Patent data-driven analysis of literature associations with changing innovation trends

Front Res Metr Anal. 2024 Aug 1:9:1432673. doi: 10.3389/frma.2024.1432673. eCollection 2024.

Abstract

Patents are essential for transferring scientific discoveries to meaningful products that benefit societies. While the academic community focuses on the number of citations to rank scholarly works according to their "scientific merit," the number of citations is unrelated to the relevance for patentable innovation. To explore associations between patents and scholarly works in publicly available patent data, we propose to utilize statistical methods that are commonly used in biology to determine gene-disease associations. We illustrate their usage on patents related to biotechnological trends of high relevance for food safety and ecology, namely the CRISPR-based gene editing technology (>60,000 patents) and cyanobacterial biotechnology (>33,000 patents). Innovation trends are found through their unexpected large changes of patent numbers in a time-series analysis. From the total set of scholarly works referenced by all investigated patents (~254,000 publications), we identified ~1,000 scholarly works that are statistical significantly over-represented in the references of patents from changing innovation trends that concern immunology, agricultural plant genomics, and biotechnological engineering methods.
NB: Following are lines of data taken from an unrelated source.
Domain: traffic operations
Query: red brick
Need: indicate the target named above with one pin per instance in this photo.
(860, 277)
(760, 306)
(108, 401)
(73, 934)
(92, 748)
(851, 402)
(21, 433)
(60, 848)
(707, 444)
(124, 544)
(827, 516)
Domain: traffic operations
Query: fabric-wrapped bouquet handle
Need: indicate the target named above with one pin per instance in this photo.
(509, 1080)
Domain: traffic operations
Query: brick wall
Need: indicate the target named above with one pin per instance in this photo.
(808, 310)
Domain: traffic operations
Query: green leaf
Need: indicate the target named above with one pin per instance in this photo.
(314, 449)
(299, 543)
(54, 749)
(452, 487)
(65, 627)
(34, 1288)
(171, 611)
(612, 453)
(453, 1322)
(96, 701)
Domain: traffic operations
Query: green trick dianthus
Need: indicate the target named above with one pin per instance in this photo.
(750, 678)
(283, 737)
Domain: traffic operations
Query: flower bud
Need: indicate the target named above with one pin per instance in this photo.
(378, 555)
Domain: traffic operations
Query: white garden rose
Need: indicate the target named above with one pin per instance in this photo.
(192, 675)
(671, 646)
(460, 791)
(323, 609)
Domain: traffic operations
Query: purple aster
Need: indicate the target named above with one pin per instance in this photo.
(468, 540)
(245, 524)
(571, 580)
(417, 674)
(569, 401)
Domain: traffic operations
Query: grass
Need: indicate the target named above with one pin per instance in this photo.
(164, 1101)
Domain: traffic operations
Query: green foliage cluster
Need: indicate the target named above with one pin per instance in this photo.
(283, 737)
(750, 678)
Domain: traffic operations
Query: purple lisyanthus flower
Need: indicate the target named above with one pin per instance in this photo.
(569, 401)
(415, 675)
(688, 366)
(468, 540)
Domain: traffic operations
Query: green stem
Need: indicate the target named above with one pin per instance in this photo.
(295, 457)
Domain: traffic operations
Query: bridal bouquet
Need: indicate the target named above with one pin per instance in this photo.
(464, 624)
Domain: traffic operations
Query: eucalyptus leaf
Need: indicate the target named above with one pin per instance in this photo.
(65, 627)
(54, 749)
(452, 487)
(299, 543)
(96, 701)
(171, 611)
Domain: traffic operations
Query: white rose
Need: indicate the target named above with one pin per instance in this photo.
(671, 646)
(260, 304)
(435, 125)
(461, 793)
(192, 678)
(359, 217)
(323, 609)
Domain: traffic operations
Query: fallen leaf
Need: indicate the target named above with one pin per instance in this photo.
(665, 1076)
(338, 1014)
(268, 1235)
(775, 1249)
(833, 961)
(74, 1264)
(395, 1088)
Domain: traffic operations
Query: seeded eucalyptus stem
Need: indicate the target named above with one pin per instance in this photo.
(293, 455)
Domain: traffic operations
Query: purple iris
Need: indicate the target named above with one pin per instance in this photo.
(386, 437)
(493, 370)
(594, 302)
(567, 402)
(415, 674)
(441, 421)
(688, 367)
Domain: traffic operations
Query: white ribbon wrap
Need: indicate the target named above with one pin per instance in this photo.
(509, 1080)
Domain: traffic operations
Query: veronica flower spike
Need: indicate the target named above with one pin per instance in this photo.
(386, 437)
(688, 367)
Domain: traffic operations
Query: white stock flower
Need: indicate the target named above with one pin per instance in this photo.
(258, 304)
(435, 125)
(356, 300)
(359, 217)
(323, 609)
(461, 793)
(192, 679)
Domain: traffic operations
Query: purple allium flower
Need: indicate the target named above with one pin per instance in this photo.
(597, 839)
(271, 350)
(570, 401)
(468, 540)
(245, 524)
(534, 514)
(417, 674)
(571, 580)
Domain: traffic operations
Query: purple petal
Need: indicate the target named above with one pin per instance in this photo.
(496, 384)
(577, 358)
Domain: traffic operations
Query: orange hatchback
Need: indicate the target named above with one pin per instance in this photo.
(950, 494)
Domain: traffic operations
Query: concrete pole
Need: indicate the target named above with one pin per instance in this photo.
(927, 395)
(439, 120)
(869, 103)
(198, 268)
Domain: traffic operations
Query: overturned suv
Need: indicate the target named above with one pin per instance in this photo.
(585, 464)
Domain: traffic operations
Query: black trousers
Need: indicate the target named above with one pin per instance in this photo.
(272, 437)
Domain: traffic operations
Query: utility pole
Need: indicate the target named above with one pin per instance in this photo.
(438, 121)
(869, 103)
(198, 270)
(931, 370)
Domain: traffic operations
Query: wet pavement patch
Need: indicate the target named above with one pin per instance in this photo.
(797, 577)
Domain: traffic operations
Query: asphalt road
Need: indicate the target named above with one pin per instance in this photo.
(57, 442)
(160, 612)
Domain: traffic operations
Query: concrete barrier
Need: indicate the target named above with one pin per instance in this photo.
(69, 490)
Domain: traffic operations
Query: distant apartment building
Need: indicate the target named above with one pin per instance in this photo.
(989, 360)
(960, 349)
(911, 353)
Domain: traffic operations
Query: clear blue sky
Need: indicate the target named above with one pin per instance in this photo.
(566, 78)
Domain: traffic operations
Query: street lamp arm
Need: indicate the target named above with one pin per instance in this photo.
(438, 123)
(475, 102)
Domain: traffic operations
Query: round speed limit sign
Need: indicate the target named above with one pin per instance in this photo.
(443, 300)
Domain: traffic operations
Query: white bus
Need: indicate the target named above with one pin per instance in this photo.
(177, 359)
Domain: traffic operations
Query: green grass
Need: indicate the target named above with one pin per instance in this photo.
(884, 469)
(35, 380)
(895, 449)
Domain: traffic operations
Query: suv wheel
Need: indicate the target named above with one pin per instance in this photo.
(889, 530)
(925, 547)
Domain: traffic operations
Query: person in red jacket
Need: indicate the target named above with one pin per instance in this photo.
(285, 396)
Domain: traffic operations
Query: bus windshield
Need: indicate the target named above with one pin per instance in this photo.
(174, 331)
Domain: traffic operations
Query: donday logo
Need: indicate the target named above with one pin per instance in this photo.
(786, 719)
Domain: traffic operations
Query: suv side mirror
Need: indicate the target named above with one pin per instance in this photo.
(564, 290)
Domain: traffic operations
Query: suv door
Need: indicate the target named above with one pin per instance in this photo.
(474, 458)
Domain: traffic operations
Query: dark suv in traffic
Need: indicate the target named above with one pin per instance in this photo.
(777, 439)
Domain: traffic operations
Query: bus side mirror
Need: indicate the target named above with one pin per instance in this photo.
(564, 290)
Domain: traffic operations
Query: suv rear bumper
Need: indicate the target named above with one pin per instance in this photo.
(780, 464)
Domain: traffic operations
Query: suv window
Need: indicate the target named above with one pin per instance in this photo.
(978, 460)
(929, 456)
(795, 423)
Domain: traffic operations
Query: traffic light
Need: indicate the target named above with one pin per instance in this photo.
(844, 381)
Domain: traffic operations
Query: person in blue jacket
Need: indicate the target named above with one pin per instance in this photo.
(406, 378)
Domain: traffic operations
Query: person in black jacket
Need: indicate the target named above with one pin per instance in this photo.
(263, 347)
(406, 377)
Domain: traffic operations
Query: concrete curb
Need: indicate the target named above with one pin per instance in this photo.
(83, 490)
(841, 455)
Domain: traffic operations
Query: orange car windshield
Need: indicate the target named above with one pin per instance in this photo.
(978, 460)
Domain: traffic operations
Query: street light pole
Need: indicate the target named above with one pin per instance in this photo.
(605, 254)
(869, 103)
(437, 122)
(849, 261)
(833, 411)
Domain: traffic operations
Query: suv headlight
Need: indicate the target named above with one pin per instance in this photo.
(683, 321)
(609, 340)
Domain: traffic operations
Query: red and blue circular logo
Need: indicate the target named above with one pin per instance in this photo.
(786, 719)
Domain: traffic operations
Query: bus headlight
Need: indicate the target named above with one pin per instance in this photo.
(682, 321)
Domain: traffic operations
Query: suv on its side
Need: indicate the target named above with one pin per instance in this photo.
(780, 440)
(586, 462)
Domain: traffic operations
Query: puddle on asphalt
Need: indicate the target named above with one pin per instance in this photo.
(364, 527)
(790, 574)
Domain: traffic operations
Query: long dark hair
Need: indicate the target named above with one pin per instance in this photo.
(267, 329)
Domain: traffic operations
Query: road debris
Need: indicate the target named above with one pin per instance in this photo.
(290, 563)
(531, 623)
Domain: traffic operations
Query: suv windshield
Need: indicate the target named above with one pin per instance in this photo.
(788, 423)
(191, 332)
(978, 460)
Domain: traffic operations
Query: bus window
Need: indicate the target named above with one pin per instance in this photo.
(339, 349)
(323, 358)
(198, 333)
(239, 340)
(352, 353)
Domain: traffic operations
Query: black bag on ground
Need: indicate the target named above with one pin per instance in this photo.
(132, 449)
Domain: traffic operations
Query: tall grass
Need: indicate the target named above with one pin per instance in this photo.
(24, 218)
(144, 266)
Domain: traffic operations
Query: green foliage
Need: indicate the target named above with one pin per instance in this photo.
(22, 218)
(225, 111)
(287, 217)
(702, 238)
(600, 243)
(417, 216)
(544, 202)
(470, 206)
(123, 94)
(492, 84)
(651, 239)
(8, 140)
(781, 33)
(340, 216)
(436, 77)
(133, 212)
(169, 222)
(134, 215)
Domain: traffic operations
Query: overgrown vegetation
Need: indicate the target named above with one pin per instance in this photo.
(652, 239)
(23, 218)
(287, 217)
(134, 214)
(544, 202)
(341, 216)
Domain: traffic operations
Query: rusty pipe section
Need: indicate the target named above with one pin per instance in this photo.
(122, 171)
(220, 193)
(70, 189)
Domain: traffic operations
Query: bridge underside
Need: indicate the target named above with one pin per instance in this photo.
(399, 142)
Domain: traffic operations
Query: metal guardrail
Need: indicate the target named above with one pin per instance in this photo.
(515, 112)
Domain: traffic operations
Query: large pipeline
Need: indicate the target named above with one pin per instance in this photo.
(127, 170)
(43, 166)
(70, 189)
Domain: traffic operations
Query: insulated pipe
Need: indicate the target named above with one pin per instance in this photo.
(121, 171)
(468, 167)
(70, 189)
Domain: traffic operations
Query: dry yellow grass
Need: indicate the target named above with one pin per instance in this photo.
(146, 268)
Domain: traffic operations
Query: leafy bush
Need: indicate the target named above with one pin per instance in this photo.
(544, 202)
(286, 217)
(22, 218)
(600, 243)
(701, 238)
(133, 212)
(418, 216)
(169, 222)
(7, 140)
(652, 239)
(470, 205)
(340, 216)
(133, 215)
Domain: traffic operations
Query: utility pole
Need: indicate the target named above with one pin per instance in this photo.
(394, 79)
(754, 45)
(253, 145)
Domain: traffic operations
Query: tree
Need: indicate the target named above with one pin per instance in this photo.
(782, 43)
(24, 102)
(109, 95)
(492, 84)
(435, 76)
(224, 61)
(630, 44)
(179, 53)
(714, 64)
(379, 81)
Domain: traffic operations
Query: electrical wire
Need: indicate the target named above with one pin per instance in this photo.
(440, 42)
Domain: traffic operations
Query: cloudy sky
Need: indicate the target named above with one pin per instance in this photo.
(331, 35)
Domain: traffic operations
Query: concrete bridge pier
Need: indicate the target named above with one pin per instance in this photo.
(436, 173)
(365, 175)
The detected associations are consistent with the technical requirements of the respective innovations. In summary, the presented data-driven analysis workflow can identify scholarly works that were required for changes in innovation trends, and, therefore, is of interest for researches that would like to evaluate the relevance of publications beyond the number of citations.

Keywords: big data; biotechnology; literature associations; open data; patents.

Grants and funding

The author(s) declare financial support was received for the research, authorship, and/or publication of this article. This work was funded by the Independent Research Fund Denmark (grant number 1032-00370B).